County-subsidized housing could be on the way for needy families

Housing Authority works to get the ball rolling

It’s no secret that hard times are forcing people to leave their homes. Last year there were a record 184 foreclosures started in the county. And while the traditional type of homelessness, consisting of beggars and shantytowns, isn’t generally associated with the Gunnison Valley, homelessness due to financial circumstances is on the rise.

 

 

It’s a problem Mario’s Pizza and Ristorante owners Mark and Karen Higgins have been addressing with the Gunnison-based group Living Stones to remedy, and their efforts landed them at the county’s doorstep.
“In probably the last six-to-eight months the issue came about for us. We do not have a bunch of money, but we were getting a ton of requests from people who can’t pay their rent, they can’t pay their utilities or whatever it may be,” Karen says.
The cure to the problem could come in the form of county-subsidized housing for those who need it most.
“Let me be clear, we are talking about transitional family homelessness. We’re not talking about the chronic homeless issue.

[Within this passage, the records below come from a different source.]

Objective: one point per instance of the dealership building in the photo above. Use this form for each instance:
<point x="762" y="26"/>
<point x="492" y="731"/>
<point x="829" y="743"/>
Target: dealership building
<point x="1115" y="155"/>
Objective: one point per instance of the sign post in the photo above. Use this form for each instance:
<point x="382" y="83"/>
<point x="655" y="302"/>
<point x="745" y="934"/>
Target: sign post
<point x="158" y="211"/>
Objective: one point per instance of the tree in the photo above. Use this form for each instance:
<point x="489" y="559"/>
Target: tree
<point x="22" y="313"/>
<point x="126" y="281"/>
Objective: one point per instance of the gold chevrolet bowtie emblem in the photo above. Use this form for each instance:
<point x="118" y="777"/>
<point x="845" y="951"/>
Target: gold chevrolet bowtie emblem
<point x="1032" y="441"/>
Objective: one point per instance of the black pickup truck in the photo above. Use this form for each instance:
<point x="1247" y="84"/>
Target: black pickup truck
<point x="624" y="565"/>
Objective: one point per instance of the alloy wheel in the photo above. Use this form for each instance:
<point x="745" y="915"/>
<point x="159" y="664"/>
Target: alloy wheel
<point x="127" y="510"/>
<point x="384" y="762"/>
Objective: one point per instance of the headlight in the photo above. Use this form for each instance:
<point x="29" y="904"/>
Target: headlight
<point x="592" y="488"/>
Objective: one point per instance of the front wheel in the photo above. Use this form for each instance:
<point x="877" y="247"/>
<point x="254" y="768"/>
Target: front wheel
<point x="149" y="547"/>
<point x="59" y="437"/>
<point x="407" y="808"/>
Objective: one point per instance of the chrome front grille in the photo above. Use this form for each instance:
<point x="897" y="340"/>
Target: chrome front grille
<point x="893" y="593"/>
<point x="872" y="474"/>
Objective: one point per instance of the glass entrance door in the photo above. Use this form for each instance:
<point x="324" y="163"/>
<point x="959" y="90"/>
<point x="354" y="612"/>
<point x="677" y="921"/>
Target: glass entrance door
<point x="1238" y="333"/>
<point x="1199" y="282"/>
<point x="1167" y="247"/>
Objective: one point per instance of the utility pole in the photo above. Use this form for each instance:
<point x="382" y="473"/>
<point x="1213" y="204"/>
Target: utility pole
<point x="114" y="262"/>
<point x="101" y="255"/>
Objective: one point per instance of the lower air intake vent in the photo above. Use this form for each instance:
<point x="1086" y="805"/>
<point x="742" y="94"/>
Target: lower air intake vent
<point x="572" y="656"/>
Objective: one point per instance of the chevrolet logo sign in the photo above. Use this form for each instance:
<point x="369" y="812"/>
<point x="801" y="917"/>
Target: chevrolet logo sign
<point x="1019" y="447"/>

So basically this would mean emergency housing,” Housing Authority Director KT Gazunis told the Board of County Commissioners on Tuesday, March 16.
The Housing Authority might be finding grant money to buy a property used to house families with nowhere else to stay, and to give them the encouragement and help they need to get back on their feet.
The county’s Department of Health and Human Services already has a program that provides needy families with help in the form of vouchers to stay for short periods of time at local hotels, or they can pull from a fund to help pay mortgages and rent, but not for more than one month.
But in the last year, the average time it is taking to find a new job has jumped from nine months to as much as 18 months, according to the U.S. Department of Labor. So to find a long-term solution for some of the families being forced from their homes, Gazunis turned to the State Division of Housing.
“They said they had specific grants to purchase facilities and if we were interested in purchasing a facility, the property and the title would remain in the name of the county or the Housing Authority,” Gazunis said. “The significant piece for getting financing would be having a program and a non-profit to be a partner with the program.”
Gazunis said she had some experience with a home for transitional families during her time working in Los Angeles. In that situation, the non-profit would help families get on their feet and as they progressed toward self-sufficiency, they would “graduate” out from under the non-profit umbrella and enter housing set up in a more real-world scenario.
If the county were to choose to follow the same model, the families first entering the program might receive financial counseling, résumé enhancement, job skills, help looking for jobs, help with relocation, “and they would be taught the home economics that we used to teach,” Gazunis said.
“A very critical piece is dealing with mental and emotional challenges that come with losing your job, or losing your house or both,” she said. “That would help the positive attitude you have to have to go out and keep trying to sell yourself in this economy and this market to find a new job.”
But the concerns the Higgins have been hearing aren’t just from Americans who are out of work. Sometimes, Mary says, it is illegal immigrants who spend more time trying to skirt the system than finding a job.
“Many situations are Hispanics who have had children and the parents are illegal but the children are not illegal,” she says. “They’ve been brought up in a system where they don’t know how to get I.D.s, they don’t know how to get a job. But they do know how to go to social services. We’re dealing with many people who make that their full-time job.”
Gazunis went on to say that those families aren’t getting help or training in how to build a résumé, how to be successful in a job interview or how to get out of the system.
“The system is there for a purpose and it’s a very good purpose, but I think too many people are using it. It’s not only about foreclosure situations,” she said.
Commissioner Hap Channell emphasized that the system is there for people who need it and added that part of the problem is the scarcity of programs made to help people in dire financial straits “pull themselves up.”
Although the programs Gazunis has experience with might not fit Gunnison County, she thinks there are enough programs out there that could be adapted to the county’s needs. But the programs that provide the housing and job-hunting assistance would likely be handled by a non-profit and the county or Housing Authority would act as a property manager for the housing itself.
“Last year in August, we had someone who was eligible for Section 8 [Rental Voucher Program] and we could get them into Section 8 housing. But in order to sign the lease, she needed a personal deposit and security deposit and she had no money,” Gazunis said. “She had gone to the Ministerial Alliance and asked for help and the church called me. This one church alone had given nearly $75,000 worth of housing assistance out by mid-August in 2009.”
And that’s the problem with having the community provide the majority share of assistance to the needy, Karen added. “Everybody is running out of money, including us.”
And with the tight budget the county is working with, there wasn’t much room for the commissioners to offer financial help. But Gazunis felt there could be enough grant money available to purchase a property and leave the county debt-free.
The commissioners showed unanimous support for Gazunis’ effort to find grant money to pay for the housing, as well as the Higgins’ and Living Stones’ push to start a non-profit that could handle the programs aimed at getting people back on their feet. The push is now under way.